A difícil integração de negros e filhos de imigrantes em esportes na Europa

Casos de racismo e xenofobia contra descendentes de africanos ainda são frequentes; o passado imperialista da Europa pode ajudar a entender as origens do preconceito.

Quando a seleção portuguesa venceu a Itália pela Eurocopa sub-17, em maio deste ano, e seguiu para se tornar a campeã do torneio, um episódio transformou as redes sociais num campo de batalha. Logo após a vitória contra a azzurra, uma foto da seleção portuguesa onde havia apenas jogadores negros foi publicada no instagram da seleção. Isso gerou revolta por parte dos portugueses na internet, alegando que a seleção “parecia africana”. Os comentários ofensivos foram ocultados do perfil para evitar uma maior retaliação aos atletas.

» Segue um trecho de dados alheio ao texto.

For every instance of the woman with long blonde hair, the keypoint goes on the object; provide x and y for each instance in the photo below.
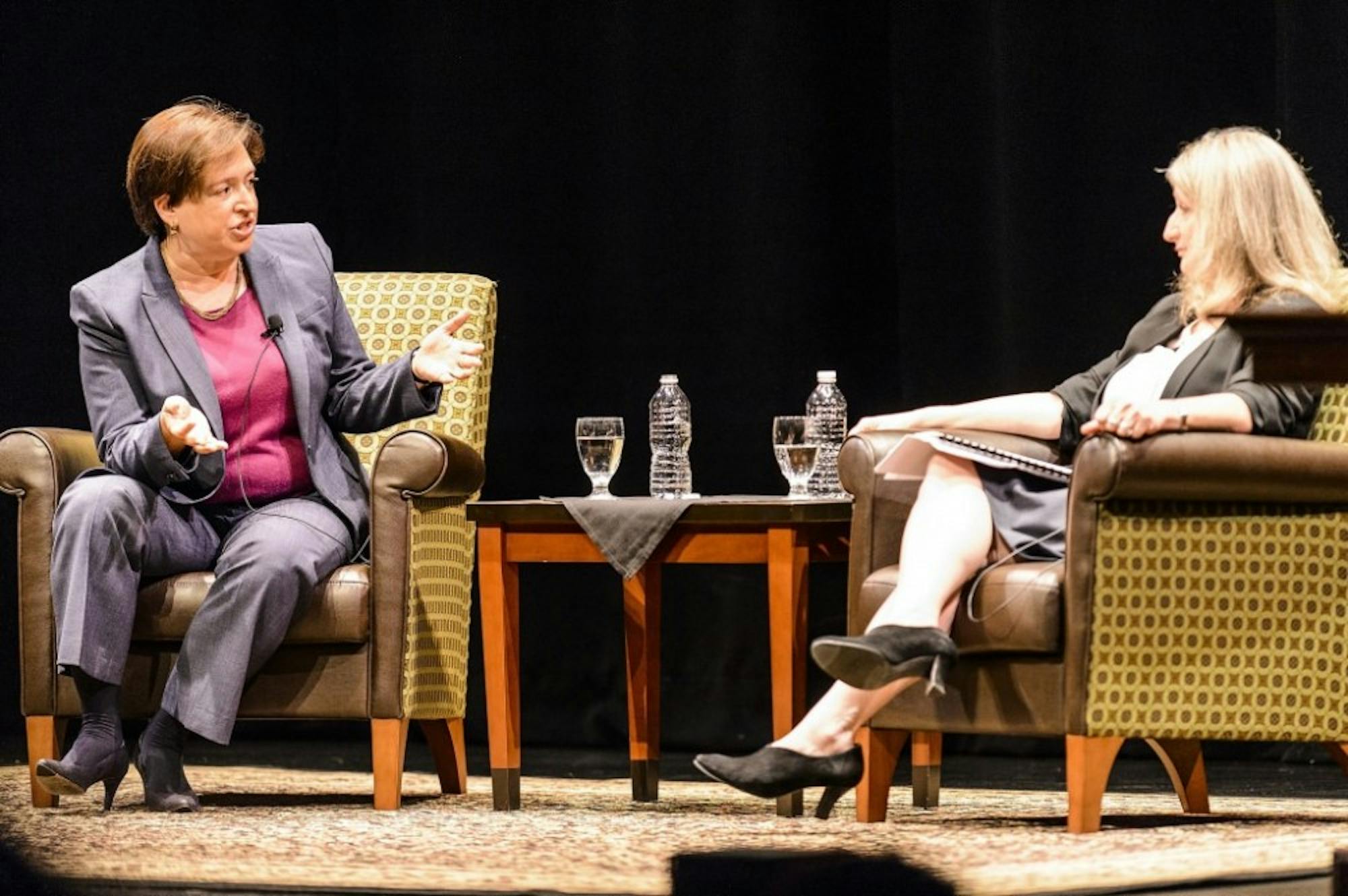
(1249, 231)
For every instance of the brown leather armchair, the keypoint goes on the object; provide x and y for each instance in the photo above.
(385, 641)
(1204, 596)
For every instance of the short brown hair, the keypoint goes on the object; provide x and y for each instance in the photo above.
(173, 149)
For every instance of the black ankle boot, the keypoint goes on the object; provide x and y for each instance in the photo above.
(84, 767)
(160, 763)
(776, 771)
(99, 753)
(886, 654)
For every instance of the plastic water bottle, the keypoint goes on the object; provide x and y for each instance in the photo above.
(827, 410)
(672, 433)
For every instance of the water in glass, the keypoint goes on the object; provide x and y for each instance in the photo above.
(796, 451)
(599, 441)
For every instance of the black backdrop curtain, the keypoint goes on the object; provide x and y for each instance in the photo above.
(939, 200)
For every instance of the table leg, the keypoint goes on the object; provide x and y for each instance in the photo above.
(642, 631)
(788, 603)
(499, 585)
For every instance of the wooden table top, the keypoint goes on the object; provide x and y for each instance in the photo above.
(1308, 347)
(714, 510)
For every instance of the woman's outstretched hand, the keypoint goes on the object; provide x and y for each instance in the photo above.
(901, 421)
(185, 426)
(443, 358)
(1133, 421)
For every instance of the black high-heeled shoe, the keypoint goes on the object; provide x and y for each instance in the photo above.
(886, 654)
(71, 779)
(166, 785)
(776, 771)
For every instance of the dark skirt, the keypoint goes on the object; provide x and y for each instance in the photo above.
(1029, 513)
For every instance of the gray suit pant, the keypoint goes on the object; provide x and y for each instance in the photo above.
(113, 533)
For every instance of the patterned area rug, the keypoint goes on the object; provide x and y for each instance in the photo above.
(281, 828)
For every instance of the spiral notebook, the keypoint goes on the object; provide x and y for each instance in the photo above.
(909, 459)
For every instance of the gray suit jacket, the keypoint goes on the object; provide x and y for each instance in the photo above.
(1221, 364)
(137, 350)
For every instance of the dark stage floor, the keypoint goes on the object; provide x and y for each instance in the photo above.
(1312, 777)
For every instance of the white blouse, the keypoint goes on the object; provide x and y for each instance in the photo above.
(1145, 377)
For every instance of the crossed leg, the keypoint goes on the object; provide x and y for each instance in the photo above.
(948, 538)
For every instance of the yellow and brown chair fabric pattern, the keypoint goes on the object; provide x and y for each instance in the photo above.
(393, 313)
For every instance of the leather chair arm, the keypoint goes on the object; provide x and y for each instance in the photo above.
(37, 464)
(412, 466)
(1211, 467)
(428, 466)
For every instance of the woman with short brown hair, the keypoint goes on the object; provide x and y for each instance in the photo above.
(220, 370)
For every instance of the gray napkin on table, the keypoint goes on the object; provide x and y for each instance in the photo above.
(626, 530)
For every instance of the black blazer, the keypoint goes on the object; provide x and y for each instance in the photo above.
(1221, 364)
(137, 350)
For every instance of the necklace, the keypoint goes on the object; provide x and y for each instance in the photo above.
(210, 315)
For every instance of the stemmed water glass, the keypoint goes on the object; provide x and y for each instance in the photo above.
(599, 441)
(797, 451)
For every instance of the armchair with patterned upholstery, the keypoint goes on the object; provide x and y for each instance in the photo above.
(385, 641)
(1204, 596)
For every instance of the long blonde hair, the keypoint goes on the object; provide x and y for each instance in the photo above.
(1260, 227)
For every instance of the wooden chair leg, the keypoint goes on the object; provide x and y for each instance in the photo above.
(45, 738)
(1341, 754)
(1090, 762)
(447, 747)
(927, 770)
(1184, 765)
(881, 748)
(389, 746)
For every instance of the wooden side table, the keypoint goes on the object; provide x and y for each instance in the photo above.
(784, 534)
(1303, 347)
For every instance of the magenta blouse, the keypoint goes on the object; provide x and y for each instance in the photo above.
(265, 444)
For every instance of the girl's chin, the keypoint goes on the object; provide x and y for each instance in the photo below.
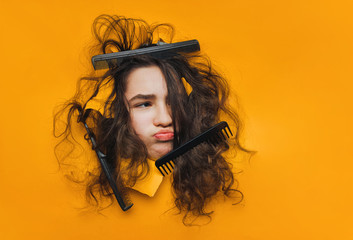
(160, 152)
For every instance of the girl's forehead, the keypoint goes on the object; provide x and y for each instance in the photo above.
(145, 80)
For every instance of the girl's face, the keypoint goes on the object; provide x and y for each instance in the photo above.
(150, 113)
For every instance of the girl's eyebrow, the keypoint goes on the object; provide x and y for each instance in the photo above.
(143, 96)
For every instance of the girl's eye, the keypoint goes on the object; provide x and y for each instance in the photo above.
(143, 105)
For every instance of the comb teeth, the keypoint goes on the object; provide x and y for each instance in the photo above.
(213, 136)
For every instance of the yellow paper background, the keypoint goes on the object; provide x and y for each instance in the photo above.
(289, 61)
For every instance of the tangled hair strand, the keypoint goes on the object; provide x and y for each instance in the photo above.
(199, 175)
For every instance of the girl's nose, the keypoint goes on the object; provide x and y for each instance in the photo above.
(163, 116)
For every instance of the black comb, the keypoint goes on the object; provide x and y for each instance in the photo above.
(102, 159)
(162, 50)
(213, 135)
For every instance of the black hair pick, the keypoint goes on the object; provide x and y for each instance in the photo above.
(102, 159)
(213, 135)
(160, 50)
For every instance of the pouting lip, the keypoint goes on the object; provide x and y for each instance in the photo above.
(164, 135)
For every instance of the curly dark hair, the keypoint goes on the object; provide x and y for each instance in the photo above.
(200, 174)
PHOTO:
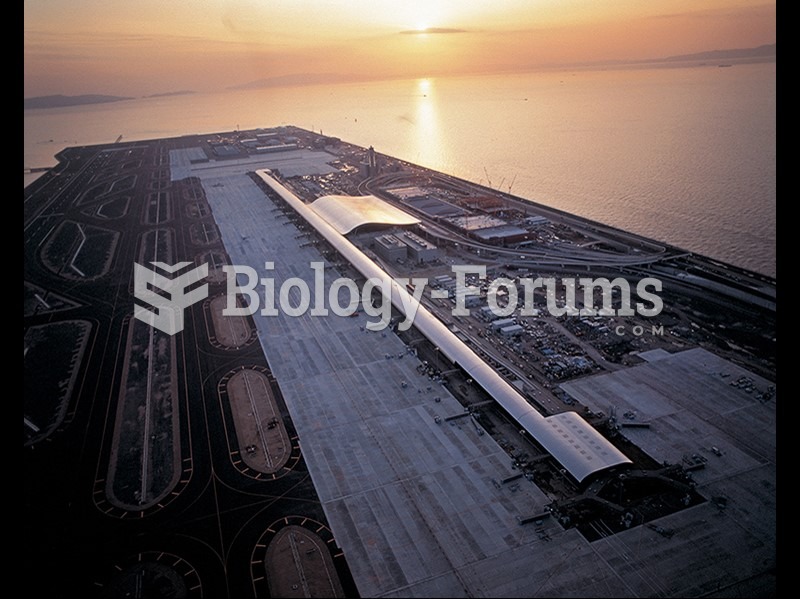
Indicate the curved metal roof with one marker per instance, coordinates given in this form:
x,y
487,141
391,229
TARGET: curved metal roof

Mas, diferentemente do que parte dos internautas alegaram, nenhum dos jogadores que entraram em campo naquela semifinal nasceu em um país da África. Aquele que, de fato, nasceu em solo africano foi Eusébio, considerado um dos melhores jogadores da história e responsável por colocar Portugal no radar europeu na década de 1960.

Esse problema não é novidade em solo europeu. Na década de 1990, a seleção francesa de futebol viveu uma espécie de Guerra Fria contra a Frente Nacional (antigo Reagrupamento Nacional), o partido de extrema-direita do país. A geração black-blanc-beur (ou negra-branca-árabe, em francês) se destacava no futebol europeu da época por sua alta miscigenação e pelo salto de qualidade nos resultados. Isso desagradou a extrema-direita francesa, que muito se orgulhava das seleções nacionais do passado. 

De acordo com Maria Cristina Dadalto, professora do curso de Ciências Sociais da Universidade Federal do Espírito Santo (Ufes), especialista em estudos de imigração, este problema surge a partir do sentimento de “colonizador” que ainda persiste na população européia. “É uma população mobilizada pela raiva e pelo ressentimento de quem é entre aspas ‘menor do que você’ ter conseguido atingir um sucesso que o meu filhinho que é branquinho de olhos azuis, loiro e lindo não consegue”, explicou.

Em 1996, um dia antes do confronto entre França e República Tcheca pela semifinal da Eurocopa, veio à público a fonte do ódio à seleção miscigenada: Jean Marie Le Pen, então líder da Frente Nacional, afirmou seu descontentamento com a seleção “artificial” que representava a França. No dia do jogo, 0 a 0 no tempo regulamentar e 6 a 5 para os tchecos nas cobranças de pênalti. França eliminada.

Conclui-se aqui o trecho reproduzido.